先日、事務所の作家さんのお手伝いで歌もののアレンジをしたのですが、そのときのボーカル処理がなんともうまく行かず大変でした。

具体的には、高音の倍音の処理。マイクが原因なのかそういった声質なのかわかりませんが、メロが高いところに行って声を張ったときに高音がすごく耳に張り付く感じがしてしまってその処理に苦戦しました。

話題のDynamic EQを使ってみる

Pro-Q3にDynamic EQの機能がついたときにふわっと話題になったDynamicEQですが、今回はそれを使って処理をしてみました。

Dynamic EQの特徴としてはスレッショルドの値を持ったEQということで、挙動としてはコンプレッサーやディエッサーのような動きをするものです。
こちらの記事だといろいろと解説されているのでわかりやすいかと思います。

自分はOzoneについてきたものをAdvance版なので別個で立ち上げて使用しました。

行った処理の一例

というわけで、今回おこなったボーカル処理についてざざっとまとめてみようと思います。

まずは、サ行にフォーカスしたディエッサーを噛ませます。

アイドル系のデモだったので、不自然にならない程度にぎりぎりまでかけてます。ロック系とかボーカルに強いアタックが欲しい場合はもう少しさりげないかかり具合でいいかもしれません。

次にざっくりとコンプとかをかけます。

Slateの一連のプラグインで処理します。 少しドンシャリになるようにしつつという感じでしょうか。2kくらいまではベースやドラム関連がセンターで存在感を出しつつ、3k付近から声が占めているイメージでEQ。FG-401とFG-116の順番はなんとなくですが、一旦レベリングしたところで音作り的な感じでFG-116を挟む、といったイメージでしょうか。

ここまで行ったところで、最終弾のリミッターに突っ込んでいくとどうしてもハイの倍音がきつくなっていることに気づきます。単体で聞いたり、リミッティングがゆるい段階ではそうでもないのですが…。

というわけで、高音の倍音がきついところだけEQがかかるようにDynamic EQをはさみます。

かなりさりげないですが、これくらいでいい感じになりました。

まとめ

1.最終手段としていいかもしれない

今回のように、DynamicEQを使わずにEQ、コンプと処理をしていき、ピンポイントで処理をしたくなったときに非常に便利だと感じました。

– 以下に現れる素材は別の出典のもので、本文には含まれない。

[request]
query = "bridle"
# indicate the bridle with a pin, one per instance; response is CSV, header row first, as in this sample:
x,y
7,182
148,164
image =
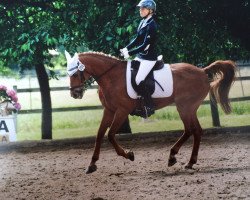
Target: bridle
x,y
81,68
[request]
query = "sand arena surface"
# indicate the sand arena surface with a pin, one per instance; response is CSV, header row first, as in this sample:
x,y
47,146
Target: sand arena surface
x,y
222,172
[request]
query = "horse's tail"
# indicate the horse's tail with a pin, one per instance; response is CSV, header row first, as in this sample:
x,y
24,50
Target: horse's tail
x,y
221,76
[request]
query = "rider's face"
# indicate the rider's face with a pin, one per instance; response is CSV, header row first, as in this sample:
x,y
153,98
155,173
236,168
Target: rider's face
x,y
144,12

マルチバンドコンプや、WavesのC1をサイドチェーンで使うような使い方をもう少しシンプルな形でできるのではないでしょうか。

2.かゆいところに手が届く

マルチバンドコンプと違って、EQの形や深さなどをより厳密に調整することができるのでピンポイントの処理が楽です。今回はボーカルでしたが、限定的に膨らんでしまうベースやエレキギターのブリッジミュートなど、ミックスでなにかと障害になってくる「膨らみ」に対して特に有効じゃないかと感じました。

3.奥行きやグルーブ感などを出すものではない?

2mixに挿したマルチバンドコンプなんかはアタックとリリースをいじってコンプレッションによるグルーブ感を出せるのが特徴だと思います。一方で、Dynamic EQは「EQ」というだけあってそういった用途よりは、ピンポイントに、音量に合わせてEQしたいという目的に使用するのがいいのかもしれません。このあたりはもう少し使ってみたり文献読んでみたりしたいですね。

というわけで、ちょいちょい話題になっていたDynamic EQを使ってみたお話でした。いざ使ってみると便利ですね。DynamicEQの機能をもったEQって意外と多くリリースされているみたいなので、余裕があれば別のプラグインでもいろいろと試してみたいですね。